# Rocky Gorge Reservoir



## Blueman (Sep 26, 2005)

Does anyone fish at Rocky Gorge Reservoir?
I don't have a boat but I heard this is quiet a good place to fish. Is there any place where I can fish at the reservoir or near?


----------



## BubbaBlue (May 11, 2004)

Best way to fish the Gorge is in a boat, but there are decent locations on the side of the lake with the boat ramp. Out from the point to the right of the ramp there're submerged stumps that provide decent structure to fish. Gotten many a LM in there tossing rubber worms. Decent coves upstream of there, but getting to them can be a challenge depending on the vegetation. Get to one of those coves on a calm early morning and toss a Pop'R.

If you get yourself in a boat, troll large Rapalla's or jig chicken livers on the channel edges for the stripers.

Haven't fished there in a few years and don't know how the water level is right now. It can get pretty low.

Be aware you need to get a DC water commission permit to fish there. Tackle shops around there should have them.
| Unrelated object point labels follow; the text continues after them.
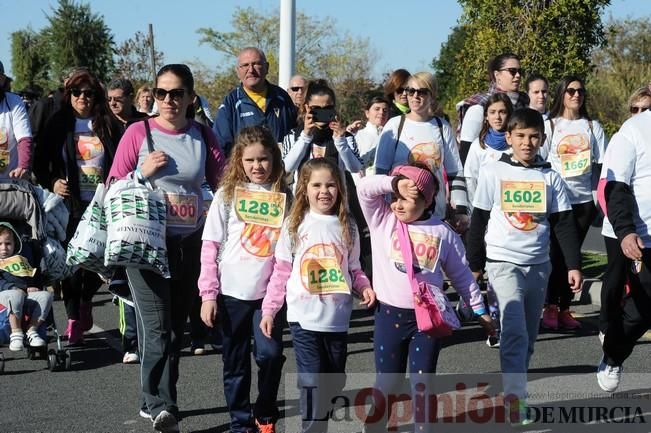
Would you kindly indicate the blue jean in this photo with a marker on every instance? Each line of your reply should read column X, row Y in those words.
column 397, row 340
column 520, row 293
column 321, row 365
column 239, row 321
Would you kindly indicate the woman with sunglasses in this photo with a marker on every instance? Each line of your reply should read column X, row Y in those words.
column 504, row 75
column 80, row 141
column 395, row 90
column 185, row 153
column 576, row 146
column 422, row 136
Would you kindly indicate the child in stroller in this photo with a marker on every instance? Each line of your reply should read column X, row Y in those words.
column 20, row 289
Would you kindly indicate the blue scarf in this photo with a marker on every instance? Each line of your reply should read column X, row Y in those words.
column 496, row 140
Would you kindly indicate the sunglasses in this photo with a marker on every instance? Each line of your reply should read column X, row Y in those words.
column 635, row 110
column 161, row 94
column 88, row 93
column 513, row 71
column 420, row 92
column 572, row 91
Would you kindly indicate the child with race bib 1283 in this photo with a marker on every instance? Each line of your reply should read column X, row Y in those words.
column 239, row 239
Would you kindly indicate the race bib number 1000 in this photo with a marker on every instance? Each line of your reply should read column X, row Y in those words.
column 518, row 196
column 264, row 208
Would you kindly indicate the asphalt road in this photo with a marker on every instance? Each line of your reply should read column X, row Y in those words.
column 100, row 394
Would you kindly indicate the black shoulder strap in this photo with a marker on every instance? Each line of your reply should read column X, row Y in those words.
column 400, row 126
column 150, row 140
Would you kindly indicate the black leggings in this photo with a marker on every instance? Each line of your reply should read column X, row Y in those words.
column 558, row 290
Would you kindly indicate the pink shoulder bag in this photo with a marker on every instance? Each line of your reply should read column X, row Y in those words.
column 434, row 315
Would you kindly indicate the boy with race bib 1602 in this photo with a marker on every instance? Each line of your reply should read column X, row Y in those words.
column 518, row 200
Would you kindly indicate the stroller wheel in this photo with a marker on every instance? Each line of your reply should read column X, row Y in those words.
column 52, row 360
column 67, row 356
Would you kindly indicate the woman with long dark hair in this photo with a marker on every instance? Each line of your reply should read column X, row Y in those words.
column 80, row 141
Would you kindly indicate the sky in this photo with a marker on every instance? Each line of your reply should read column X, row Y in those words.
column 389, row 28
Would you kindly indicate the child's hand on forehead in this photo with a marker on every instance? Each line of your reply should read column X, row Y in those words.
column 407, row 189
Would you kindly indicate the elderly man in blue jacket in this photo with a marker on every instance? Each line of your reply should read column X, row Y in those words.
column 254, row 102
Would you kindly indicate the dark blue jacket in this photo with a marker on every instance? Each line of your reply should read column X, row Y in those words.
column 238, row 111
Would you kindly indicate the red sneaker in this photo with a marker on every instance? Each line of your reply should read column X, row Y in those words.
column 550, row 317
column 566, row 320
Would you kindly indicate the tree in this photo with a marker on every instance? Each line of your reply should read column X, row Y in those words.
column 77, row 37
column 133, row 59
column 552, row 37
column 29, row 61
column 621, row 66
column 322, row 50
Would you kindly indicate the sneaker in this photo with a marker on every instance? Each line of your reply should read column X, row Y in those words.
column 608, row 376
column 165, row 422
column 86, row 316
column 34, row 339
column 197, row 348
column 74, row 333
column 265, row 428
column 130, row 358
column 16, row 341
column 567, row 321
column 550, row 317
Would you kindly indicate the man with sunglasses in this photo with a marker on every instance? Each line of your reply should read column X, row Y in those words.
column 15, row 132
column 254, row 102
column 120, row 98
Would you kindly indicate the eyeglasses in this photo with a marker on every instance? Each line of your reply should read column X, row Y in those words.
column 420, row 92
column 635, row 110
column 255, row 65
column 88, row 93
column 572, row 91
column 513, row 71
column 161, row 94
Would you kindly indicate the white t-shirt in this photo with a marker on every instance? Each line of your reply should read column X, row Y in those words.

Cast Daddy L would have the latest poop, I'm sure.
.


----------



## MDFisher (Oct 12, 2004)

A little off topic but interesting...

Saw tonight on the news some 16 year old kid had setup a still in the woods next to Rocky Gorge. Cops took it down and busted the kid. Must have been a slow news day.


----------



## fyremanjef (Feb 17, 2005)

*Yeah*

Saw that too. He made it for a science fair project. Since he never sold the hooch they may let him off with a slap on the wrist.

But pretty cool kid.


----------



## CAST DADDY L (Apr 21, 2004)

*I Fish That*

Place On The Weekend And I Go To The Side Off Of Rt.29 Bridge You Must Get A W.s.s.c. Pass To Fish The Gorge Or Brighten Damm .


----------



## TRIGGERFISH (May 21, 2001)

The ranger station at Brighton Dam will sell you the permit for both.


----------



## Andre (Mar 15, 2003)

*I Just came off Triadelphia*

Yesterday in the rain I pick up some small lm bass and crappies off greenbridge.... lite tackle action ...This one guy was telling me he p/u a 33" rock on a spinnerbait he was in a boat .


----------